The terms penetration testing and vulnerability assessment are often confused and used interchangeably, when in fact the two terms have distinct meanings.
Penetration testing, also known as penetration testing or simply pentesting, is a continuous cycle of searching for and attacking a target in order to identify vulnerabilities within a computer system, network, or web application that an attacker could exploit and then attempt to gain potential access to various confidential data and information about the system under a test.
Vulnerability assessment is the process of defining, identifying, and classifying potential security vulnerabilities in the target system.
Penetration testing can be automated with software applications or can be performed manually. In both cases, the process includes collecting information about the target before the test (reconnaissance), identifying possible entry points, attempting to break in (virtual or real), and reporting the results.
When a penetration test is performed correctly, the results allow professionals to make recommendations to solve the problems detected during the test. The main objective of penetration testing is to improve the security of the computer system, network, or web application and to provide protection for the entire network and connected devices against future attacks.
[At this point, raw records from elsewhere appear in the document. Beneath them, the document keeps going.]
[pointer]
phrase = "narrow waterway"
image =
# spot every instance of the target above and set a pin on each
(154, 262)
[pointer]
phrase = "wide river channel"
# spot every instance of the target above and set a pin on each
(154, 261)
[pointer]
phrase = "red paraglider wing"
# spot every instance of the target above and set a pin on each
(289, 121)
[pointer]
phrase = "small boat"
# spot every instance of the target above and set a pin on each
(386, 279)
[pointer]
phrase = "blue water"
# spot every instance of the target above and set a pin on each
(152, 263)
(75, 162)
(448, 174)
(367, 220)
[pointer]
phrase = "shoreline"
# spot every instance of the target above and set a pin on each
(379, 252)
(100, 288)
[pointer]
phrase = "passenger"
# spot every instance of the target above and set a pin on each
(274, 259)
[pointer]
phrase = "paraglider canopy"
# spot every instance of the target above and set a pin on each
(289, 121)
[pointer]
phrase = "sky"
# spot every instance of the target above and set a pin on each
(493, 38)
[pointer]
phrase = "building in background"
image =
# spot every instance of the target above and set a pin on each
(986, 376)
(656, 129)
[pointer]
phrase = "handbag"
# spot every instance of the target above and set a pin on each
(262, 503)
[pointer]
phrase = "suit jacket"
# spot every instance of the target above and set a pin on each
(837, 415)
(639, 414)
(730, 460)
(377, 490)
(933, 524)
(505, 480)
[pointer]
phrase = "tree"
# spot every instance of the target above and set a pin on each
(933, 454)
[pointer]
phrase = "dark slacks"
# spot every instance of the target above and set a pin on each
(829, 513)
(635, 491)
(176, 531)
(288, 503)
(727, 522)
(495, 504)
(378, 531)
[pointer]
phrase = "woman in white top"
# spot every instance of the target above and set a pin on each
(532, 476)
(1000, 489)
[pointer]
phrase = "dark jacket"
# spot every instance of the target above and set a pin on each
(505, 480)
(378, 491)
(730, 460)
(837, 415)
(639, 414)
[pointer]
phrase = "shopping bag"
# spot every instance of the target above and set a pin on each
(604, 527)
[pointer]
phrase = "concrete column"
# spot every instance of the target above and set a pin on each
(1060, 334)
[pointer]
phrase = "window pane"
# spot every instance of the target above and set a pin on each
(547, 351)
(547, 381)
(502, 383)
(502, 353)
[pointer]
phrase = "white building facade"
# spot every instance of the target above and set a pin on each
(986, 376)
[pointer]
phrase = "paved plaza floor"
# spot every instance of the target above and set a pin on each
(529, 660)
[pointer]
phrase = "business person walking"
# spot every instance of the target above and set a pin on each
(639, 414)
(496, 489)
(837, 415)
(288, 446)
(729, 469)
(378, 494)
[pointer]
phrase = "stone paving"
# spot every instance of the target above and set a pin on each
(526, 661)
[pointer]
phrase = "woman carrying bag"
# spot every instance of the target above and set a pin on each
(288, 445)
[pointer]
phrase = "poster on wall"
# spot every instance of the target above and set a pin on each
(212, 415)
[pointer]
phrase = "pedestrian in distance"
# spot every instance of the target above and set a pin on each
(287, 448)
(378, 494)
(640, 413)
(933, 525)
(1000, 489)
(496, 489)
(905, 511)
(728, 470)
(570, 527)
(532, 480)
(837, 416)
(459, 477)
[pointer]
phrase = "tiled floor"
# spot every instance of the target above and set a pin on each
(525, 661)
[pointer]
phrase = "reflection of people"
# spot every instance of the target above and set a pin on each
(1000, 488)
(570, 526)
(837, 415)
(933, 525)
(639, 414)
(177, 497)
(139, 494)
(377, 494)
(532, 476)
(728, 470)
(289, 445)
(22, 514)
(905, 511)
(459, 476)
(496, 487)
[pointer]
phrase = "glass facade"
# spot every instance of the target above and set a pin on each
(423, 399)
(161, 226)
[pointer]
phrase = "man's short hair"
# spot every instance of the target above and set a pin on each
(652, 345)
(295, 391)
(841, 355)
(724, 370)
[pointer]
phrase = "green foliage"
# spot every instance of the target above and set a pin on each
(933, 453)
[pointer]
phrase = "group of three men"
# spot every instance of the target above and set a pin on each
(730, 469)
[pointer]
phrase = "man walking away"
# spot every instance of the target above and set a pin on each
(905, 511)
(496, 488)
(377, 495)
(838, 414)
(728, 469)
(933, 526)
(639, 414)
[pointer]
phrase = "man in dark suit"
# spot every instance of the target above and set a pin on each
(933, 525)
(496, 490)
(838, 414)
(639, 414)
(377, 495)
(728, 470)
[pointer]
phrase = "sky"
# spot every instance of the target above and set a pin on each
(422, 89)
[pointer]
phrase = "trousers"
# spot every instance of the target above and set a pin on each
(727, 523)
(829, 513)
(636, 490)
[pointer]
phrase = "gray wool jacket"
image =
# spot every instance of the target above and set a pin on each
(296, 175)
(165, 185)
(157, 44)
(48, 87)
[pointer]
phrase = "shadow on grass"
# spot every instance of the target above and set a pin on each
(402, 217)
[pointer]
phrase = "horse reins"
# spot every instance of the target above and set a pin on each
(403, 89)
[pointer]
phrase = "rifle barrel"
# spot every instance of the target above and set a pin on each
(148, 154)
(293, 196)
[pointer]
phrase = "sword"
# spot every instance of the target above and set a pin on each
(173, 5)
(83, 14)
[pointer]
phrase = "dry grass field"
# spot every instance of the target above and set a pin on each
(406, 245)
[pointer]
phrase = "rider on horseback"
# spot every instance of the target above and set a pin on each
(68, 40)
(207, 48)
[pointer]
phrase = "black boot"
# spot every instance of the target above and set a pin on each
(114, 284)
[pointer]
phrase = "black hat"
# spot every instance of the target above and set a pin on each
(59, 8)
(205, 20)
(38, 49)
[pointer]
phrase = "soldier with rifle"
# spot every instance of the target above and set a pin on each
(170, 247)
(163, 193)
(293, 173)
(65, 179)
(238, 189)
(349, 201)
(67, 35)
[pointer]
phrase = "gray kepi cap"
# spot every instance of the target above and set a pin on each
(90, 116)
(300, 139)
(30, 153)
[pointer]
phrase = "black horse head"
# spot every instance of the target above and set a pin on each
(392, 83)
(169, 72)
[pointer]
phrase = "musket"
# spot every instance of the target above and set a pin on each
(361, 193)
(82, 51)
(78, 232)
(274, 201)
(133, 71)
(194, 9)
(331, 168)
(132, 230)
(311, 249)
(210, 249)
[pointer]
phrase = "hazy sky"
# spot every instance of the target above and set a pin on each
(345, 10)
There are three types of penetration testing, depending on the company‘s expectations:
Black box: The tester puts himself completely in the shoes of a hacker. He does not have any information.
Grey box: The tester has a limited amount of information.
White box: The tester has all the information he needs.
I can’t stress the fact enough that you should always make sure that you are in the right by either going through specialized sites or by concluding a proper contract with your client before starting.